Tribe: On Homecoming and Belonging

Sebastian Junger’s Tribe: On Homecoming and Belonging discusses PTSD and why it is so difficult for veterans to reintegrate into society. He asserts that because of the tribe mentality and structure of the military, veterans have trouble readjusting to the chaotic nature of modern society. HE cites both research and personal narratives to defend his claim.

I listened to this book is audio CD format and I loved reading it that way. It was extremely short and well written. Junger was concise in his writing, but still very engaging.

The section I enjoyed the most was when Junger talked about Indians (he makes a point of using that term specifically) and early Americans. He cites historical notes that lament that early Americans would leave their new communities to join the Indians. People would join the native society by choice, but Indians would fight to return to their society. Even Benjamin Franklin discussed this and was baffled by it. Junger argues that it is because of the tribal structure of the society and the sense of purpose that comes with it.

Overall, I enjoyed this book. It was read at a good pace and covered the topic. I just would have liked more information and a more in-depth look at the subject.



All the Single Ladies

I’ve tried to read this book multiple times, but could never seem to fit it in before I had to return it. Finally, I found it on Overdrive in audio form and sped through it.

All the Single Ladies: Unmarried Women and the Rise of an Independent Nation by Rebecca Traister is a well-researched and thought out book about the history and present reality of single women in America. Traister interviewed hundreds of women about their personal experiences and also cites other studies and books to support her claims.

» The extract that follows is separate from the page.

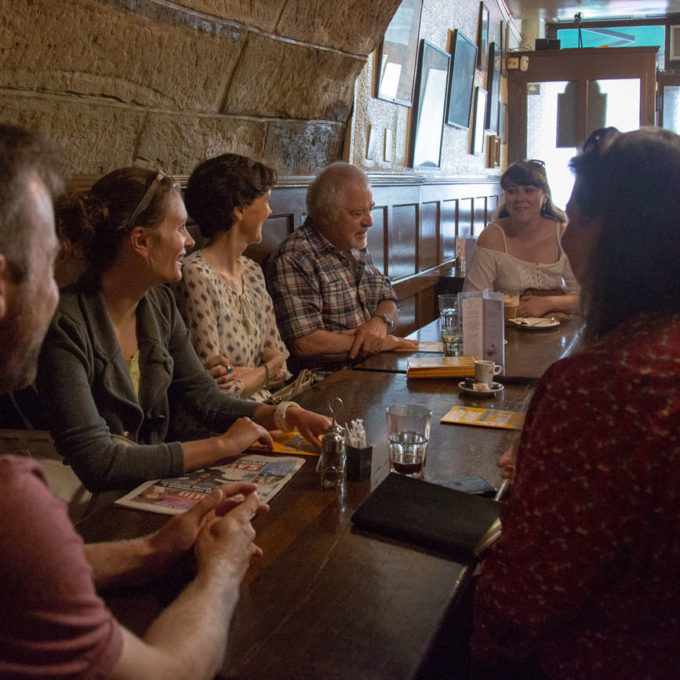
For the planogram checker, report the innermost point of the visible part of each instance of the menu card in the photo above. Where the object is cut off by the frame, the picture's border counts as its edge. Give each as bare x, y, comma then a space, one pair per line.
440, 367
483, 325
485, 417
286, 442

Traister comes to the conclusion that the way to “save marriage” in America is for women to be equal and to support women as people who make their own decisions about their bodies and what to do with their lives. I agree 100% with her assertion. I tried to listen to this book with a critical ear and I still believe that her research fully justified her claims.

This book was occasionally hard for me to listen to. I learned a lot of the lessons about being by myself in college. While my friends were dating and in long-term relationships, I was more focused on classes and work. I grew up and went to college in Texas, where so many people are thinking about marriage early. I had a lot of female friends get married as soon as they graduated college, or before. I wish I’d had this book then, when I was doubting whether I would ever be in a long-term relationship, much less get married. It is reassuring to know that I’m still within the normal age range, even in Texas, where the average from 2010-2015 was 26.1 for women and 27.8 for men.

Overall, I found this book to be well-researched and informative. I am personally invested in the topic and the social issues that are discussed. I highly recommend this book to anyone curious about the current state of marriage, women, families, or socio-economic status for women in America.